The throughput numbers below come from public sources; reproduce in your own environment before sizing.

LinkedIn (2014) — original Kafka benchmark¶

3 brokers, commodity hardware: Intel Xeon, 6×7200 RPM SATA, 32 GiB RAM, 1 GbE.
2,024,032 msgs/sec with 100-byte messages on a single producer to a 6-partition / RF=3 topic.
Sustained writes scale linearly with partitions until the disk subsystem saturates.

Source: LinkedIn Engineering — "Benchmarking Apache Kafka: 2 Million Writes Per Second on Three Cheap Machines".

Confluent OpenMessaging Benchmark (2020) — Kafka vs Pulsar vs RabbitMQ¶

Test rig: 3 × i3en.2xlarge brokers (8 vCPU, 64 GiB RAM, 2 × 2.5 TB NVMe, 25 Gbps).
Topic: 100 partitions, RF=3, snappy compression, 1 KiB messages.
Peak stable throughput: ~605 MB/s (Kafka), with consumers keeping up.
Lower p99 publish latency than Pulsar at the same throughput in this rig.

Source: Confluent — "Benchmarking RabbitMQ vs Kafka vs Pulsar Performance".

Dell EMC / Confluent Platform Characterization¶

Larger configuration with 13 producers writing concurrently.
18,623,322 records/sec aggregate (1,776 MB/s), 83 ms average producer latency, 650M records over the test run.
Best per-producer throughput observed at 9–20 partitions per topic.

Source: Dell EMC — Confluent Kafka Performance Characterization white paper.

Confluent Cloud (Kora) vs Apache Kafka¶

Confluent claims Kora delivers >10× lower tail latency at 5.6 GB/s aggregate (1.4 GB/s ingress + 4.2 GB/s egress) vs vanilla Apache Kafka.
This is a vendor benchmark of the cloud-native rewrite; reproduce on your workload before drawing conclusions.

Source: Confluent — "Apache Kafka vs Confluent Cloud Latency Benchmarking".

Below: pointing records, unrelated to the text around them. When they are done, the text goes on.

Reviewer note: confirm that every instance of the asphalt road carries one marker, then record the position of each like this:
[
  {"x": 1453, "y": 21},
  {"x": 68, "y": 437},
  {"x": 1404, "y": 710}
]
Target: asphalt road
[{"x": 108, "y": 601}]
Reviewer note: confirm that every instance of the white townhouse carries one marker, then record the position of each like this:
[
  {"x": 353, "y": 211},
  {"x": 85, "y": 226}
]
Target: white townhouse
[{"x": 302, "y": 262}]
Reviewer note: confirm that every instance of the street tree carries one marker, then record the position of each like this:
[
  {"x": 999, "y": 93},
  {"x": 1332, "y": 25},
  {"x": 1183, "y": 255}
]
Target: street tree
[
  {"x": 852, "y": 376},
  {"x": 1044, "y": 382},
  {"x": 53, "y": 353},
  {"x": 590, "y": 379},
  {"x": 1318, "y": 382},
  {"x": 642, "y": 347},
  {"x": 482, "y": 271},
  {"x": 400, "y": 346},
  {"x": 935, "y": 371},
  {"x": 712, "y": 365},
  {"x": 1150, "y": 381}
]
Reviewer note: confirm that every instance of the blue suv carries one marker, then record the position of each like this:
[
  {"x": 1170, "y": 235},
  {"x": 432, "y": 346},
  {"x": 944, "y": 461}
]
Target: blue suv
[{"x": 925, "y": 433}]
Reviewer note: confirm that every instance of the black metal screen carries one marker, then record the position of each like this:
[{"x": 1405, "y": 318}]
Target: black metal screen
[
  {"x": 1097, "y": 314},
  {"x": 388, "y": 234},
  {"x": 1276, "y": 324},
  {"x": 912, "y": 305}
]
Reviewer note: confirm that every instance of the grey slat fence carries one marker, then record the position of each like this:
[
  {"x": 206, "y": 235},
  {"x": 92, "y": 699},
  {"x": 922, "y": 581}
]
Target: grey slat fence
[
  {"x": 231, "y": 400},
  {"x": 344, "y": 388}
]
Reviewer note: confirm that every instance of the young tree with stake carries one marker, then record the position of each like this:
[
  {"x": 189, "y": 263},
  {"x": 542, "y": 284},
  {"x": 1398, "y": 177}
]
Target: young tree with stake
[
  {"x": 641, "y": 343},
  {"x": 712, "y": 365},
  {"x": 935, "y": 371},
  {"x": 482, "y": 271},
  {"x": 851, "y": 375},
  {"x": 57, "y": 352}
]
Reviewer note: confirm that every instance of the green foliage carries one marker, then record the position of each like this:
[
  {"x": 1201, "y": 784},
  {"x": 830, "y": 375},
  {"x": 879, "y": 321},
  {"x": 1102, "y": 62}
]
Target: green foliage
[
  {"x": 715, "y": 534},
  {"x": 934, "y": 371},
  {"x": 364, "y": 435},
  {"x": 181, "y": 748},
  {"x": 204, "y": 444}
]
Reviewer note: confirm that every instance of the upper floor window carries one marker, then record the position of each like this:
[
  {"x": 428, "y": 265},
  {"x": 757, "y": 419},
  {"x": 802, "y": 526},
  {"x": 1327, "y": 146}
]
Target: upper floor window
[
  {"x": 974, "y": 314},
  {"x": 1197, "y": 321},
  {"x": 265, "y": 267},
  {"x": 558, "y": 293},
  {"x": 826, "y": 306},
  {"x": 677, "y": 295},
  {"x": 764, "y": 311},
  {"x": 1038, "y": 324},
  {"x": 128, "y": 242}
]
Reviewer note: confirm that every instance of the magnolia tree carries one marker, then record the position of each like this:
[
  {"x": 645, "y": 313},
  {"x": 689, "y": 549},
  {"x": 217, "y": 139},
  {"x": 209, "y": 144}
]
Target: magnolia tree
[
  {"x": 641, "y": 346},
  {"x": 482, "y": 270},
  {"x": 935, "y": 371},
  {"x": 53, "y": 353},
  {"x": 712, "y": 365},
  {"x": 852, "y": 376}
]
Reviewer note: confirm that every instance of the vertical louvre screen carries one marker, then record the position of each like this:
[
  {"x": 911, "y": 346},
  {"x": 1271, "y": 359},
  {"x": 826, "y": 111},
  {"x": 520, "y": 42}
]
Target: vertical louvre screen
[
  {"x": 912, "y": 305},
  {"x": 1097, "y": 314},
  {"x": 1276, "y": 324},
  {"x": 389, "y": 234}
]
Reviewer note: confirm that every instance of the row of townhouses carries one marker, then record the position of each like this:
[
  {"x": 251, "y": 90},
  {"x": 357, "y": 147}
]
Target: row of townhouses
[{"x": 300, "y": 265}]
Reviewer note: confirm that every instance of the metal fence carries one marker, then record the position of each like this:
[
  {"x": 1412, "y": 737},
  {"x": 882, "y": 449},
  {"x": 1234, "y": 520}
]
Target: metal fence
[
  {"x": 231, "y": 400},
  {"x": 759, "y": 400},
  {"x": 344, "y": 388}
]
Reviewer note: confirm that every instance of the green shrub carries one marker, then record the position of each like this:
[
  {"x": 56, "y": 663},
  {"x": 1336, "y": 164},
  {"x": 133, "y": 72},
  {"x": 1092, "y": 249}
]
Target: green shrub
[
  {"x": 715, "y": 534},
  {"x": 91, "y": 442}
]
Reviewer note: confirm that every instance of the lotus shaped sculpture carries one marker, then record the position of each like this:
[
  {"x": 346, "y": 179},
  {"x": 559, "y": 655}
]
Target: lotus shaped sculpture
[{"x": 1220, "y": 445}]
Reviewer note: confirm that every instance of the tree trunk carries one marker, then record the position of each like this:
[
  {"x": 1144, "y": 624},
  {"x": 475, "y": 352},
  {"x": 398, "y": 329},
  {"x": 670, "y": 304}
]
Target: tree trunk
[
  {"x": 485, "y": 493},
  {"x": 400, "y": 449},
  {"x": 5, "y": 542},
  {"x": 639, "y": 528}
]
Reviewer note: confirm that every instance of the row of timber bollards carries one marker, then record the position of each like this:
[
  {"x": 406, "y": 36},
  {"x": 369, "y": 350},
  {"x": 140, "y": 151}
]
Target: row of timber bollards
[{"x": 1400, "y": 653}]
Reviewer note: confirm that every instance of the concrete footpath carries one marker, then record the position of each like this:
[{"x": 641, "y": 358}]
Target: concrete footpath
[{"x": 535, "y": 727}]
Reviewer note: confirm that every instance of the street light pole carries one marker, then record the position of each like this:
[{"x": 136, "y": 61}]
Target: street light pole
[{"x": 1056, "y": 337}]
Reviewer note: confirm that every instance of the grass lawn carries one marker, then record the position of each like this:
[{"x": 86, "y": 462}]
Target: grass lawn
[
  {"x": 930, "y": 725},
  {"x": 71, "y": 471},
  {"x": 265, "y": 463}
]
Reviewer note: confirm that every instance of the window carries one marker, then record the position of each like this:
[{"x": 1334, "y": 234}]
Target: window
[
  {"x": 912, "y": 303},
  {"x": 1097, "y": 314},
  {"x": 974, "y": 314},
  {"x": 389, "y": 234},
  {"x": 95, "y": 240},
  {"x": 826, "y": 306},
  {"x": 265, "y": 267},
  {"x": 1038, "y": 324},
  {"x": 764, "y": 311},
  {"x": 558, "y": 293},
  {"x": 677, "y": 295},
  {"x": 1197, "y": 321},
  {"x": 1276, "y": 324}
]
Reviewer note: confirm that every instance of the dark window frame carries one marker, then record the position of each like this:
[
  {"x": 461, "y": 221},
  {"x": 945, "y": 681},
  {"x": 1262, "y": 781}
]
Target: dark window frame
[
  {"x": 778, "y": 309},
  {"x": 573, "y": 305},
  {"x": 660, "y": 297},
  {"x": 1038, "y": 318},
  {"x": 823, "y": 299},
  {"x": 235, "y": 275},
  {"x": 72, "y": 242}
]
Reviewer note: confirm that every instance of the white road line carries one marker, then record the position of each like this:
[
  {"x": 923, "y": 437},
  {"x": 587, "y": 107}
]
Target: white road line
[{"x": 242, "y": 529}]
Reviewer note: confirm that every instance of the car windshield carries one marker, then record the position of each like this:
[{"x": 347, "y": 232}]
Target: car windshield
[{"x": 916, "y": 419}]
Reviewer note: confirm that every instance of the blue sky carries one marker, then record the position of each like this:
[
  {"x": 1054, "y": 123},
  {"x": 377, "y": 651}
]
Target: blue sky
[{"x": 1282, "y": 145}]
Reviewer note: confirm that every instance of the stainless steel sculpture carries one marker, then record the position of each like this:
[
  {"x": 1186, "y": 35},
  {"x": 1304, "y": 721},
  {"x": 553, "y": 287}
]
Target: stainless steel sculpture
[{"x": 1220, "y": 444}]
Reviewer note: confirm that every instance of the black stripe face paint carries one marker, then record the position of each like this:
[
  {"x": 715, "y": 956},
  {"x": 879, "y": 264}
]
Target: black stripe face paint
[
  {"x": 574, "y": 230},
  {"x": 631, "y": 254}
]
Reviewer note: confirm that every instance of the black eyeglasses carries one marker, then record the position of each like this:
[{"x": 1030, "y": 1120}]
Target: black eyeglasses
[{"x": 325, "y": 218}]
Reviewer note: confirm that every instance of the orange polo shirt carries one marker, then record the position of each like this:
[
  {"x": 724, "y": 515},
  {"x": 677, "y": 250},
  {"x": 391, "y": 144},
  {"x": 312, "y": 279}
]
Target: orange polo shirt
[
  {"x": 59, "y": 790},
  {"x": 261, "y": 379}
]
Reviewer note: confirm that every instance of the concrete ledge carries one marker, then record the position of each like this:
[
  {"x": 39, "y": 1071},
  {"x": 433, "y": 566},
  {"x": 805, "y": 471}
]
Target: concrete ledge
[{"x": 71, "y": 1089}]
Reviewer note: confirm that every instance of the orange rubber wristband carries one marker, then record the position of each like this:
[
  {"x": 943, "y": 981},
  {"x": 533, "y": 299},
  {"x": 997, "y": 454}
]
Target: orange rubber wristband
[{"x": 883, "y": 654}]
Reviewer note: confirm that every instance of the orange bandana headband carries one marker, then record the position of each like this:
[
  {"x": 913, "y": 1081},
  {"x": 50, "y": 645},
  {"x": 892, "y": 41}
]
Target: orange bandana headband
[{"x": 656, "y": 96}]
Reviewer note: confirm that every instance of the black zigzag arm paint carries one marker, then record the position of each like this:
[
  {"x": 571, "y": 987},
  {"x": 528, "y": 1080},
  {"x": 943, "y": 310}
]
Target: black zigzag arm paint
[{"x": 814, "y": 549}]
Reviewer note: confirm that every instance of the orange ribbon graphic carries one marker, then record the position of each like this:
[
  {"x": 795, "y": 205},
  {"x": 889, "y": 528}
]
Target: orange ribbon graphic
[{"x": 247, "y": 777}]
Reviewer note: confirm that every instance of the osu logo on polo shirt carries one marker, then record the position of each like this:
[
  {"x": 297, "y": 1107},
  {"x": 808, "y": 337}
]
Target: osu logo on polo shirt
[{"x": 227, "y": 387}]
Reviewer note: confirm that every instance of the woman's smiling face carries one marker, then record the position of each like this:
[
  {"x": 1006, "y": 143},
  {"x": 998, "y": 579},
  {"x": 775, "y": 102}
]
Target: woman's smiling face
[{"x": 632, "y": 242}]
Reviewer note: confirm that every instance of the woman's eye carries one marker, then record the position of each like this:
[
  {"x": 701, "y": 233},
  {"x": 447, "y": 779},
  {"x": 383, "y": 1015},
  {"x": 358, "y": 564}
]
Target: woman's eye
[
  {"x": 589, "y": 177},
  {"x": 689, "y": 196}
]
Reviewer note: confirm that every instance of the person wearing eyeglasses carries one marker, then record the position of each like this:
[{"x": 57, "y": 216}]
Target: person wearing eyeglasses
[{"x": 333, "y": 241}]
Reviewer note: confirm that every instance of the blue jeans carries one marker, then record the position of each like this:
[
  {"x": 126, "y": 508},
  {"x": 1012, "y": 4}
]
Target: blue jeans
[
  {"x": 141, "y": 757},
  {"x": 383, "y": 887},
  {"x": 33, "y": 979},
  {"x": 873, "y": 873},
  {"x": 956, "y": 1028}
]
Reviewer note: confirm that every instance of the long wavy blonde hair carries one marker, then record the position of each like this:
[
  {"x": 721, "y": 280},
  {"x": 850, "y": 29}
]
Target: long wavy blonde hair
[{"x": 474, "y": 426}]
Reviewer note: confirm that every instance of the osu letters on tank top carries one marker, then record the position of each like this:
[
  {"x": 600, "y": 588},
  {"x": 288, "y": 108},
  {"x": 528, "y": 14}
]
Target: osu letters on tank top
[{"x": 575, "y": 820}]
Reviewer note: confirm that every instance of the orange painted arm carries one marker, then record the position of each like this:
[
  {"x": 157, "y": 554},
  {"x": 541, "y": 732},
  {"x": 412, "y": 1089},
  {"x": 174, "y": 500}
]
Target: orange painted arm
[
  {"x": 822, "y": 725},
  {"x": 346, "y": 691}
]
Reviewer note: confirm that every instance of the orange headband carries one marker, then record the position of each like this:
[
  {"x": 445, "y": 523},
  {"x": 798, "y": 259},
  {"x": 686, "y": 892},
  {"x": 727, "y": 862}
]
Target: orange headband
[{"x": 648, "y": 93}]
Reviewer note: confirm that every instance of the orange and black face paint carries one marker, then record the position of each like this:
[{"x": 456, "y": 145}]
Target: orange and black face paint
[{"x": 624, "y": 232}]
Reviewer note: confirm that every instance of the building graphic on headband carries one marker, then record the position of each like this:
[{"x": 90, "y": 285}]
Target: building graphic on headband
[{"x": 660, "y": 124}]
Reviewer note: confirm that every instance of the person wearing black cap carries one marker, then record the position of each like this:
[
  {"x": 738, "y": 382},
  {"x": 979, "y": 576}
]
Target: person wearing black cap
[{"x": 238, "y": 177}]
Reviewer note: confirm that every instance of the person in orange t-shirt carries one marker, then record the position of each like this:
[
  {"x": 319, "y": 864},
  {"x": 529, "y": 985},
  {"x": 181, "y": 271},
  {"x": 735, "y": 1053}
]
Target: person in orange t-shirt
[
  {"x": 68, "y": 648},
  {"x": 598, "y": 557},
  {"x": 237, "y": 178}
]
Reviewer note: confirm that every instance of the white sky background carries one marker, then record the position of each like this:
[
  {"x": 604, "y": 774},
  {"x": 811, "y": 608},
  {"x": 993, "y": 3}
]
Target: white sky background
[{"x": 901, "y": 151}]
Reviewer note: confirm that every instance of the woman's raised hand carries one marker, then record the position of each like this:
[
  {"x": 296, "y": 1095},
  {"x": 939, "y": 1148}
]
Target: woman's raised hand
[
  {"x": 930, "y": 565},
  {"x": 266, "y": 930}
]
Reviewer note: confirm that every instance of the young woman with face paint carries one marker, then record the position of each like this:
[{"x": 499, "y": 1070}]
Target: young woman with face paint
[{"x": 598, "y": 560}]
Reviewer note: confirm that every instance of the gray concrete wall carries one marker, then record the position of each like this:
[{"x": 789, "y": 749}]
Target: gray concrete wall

Practical Sizing Heuristics¶

Cluster size	Brokers	Sustained ingress	Topic / partition budget
Dev	1 (KRaft combined)	<50 MB/s	<100 partitions
Small prod	3 brokers (RF=3)	100–500 MB/s	a few thousand partitions
Medium prod	6–12 brokers	500 MB/s – 2 GB/s	10k–50k partitions
Large prod	30+ brokers, tiered storage	2 GB/s+	100k+ partitions

Benchmark Caveat

Throughput is heavily influenced by message size, compression codec (zstd often beats snappy on CPU-rich brokers), batch size, network latency between producer and broker, replication factor, and disk subsystem. Treat published numbers as upper bounds.